Subsequent reports have appeared of kinesigenic and non-kinesigenic paroxysmal choreic and dystonic movements developing weeks or months after head injury. These have occurred in hemiparetic (Drake et al. 1986) and normal (Richardson et al. 1987) limbs and been associated with normal (Drake et al. 1986) and abnormal (Richardson et al. 1987) brain scans and EEGs. When present, however, the scan abnormalities have not directly involved the basal ganglia and the EEGs have not shown paroxysmal epileptiform activity during the attacks. In most cases movements have been well controlled by anticonvulsants, including phenytoin, carbamazepine, and phenobarbitone. Perlmutter and Raichle (1984) noted paroxysms of right facial and limb dystonic posturing with weaker involvement of the left foot, which lasted seconds and recurred every few minutes. These spasms commenced only 20 minutes after minor head and neck trauma and were actually lessened by voluntary movements. They were associated with increased blood flow and decreased oxygen metabolism in the left basal ganglia on PET scanning. Although these responded to phenytoin and trihexyphenidyl, they seem different to the other cases and rather more like the tonic spasms associated with disorders such as multiple sclerosis (see Chapter 50).

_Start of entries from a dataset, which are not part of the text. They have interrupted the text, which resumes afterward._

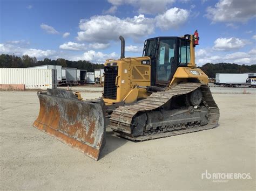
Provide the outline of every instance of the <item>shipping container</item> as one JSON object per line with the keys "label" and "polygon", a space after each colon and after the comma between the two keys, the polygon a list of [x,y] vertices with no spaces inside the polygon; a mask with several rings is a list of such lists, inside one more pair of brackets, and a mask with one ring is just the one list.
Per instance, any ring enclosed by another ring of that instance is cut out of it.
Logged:
{"label": "shipping container", "polygon": [[216,84],[241,85],[246,83],[248,74],[216,74]]}
{"label": "shipping container", "polygon": [[62,80],[62,66],[59,65],[42,65],[38,66],[34,66],[29,67],[28,68],[34,68],[34,69],[53,69],[57,70],[57,80],[60,81]]}
{"label": "shipping container", "polygon": [[34,68],[0,68],[0,84],[24,84],[26,89],[57,87],[57,70]]}
{"label": "shipping container", "polygon": [[104,69],[95,69],[95,81],[96,83],[102,83],[104,82],[104,78],[103,76],[104,74]]}
{"label": "shipping container", "polygon": [[63,68],[65,71],[66,83],[68,84],[76,84],[77,82],[77,69],[76,68]]}
{"label": "shipping container", "polygon": [[87,83],[95,83],[94,72],[87,72],[86,76]]}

Similarly, episodes of exclusively nocturnal hemidystonia in a 4-year-old boy, commencing some months after head injury and arising from non-REM sleep, seem unlike most other cases. They were associated with a mild hemiparesis in the involved limbs and small posterior putaminal lesions on MR scan. The attacks did not respond to anticonvulsants but were suppressed by acetazolamide (Biary et al. 1994).

Most examples of drug-induced chorea and dystonia are discussed in Chapters 24 and 43. Paroxysmal kinesigenic dyskinesia has been reported after methylphenidate administration, but the relationship is uncertain as it continued long after drug withdrawal and responded to carbamazepine (Gay and Ryan 1994).

Choreic and athetotic movements have been reported in alcoholics (see Chapter 24) and sometimes first appear following alcohol withdrawal. Movements may be most prominent in the face and upper limbs. They can disappear within hours or days, although persistence for up to a year has been reported. The mechanism is uncertain (Mullin et al. 1970, Fornazzari and Carlen 1982). Although these bouts can be brief, they are not usually episodic in the sense that they are recurrent.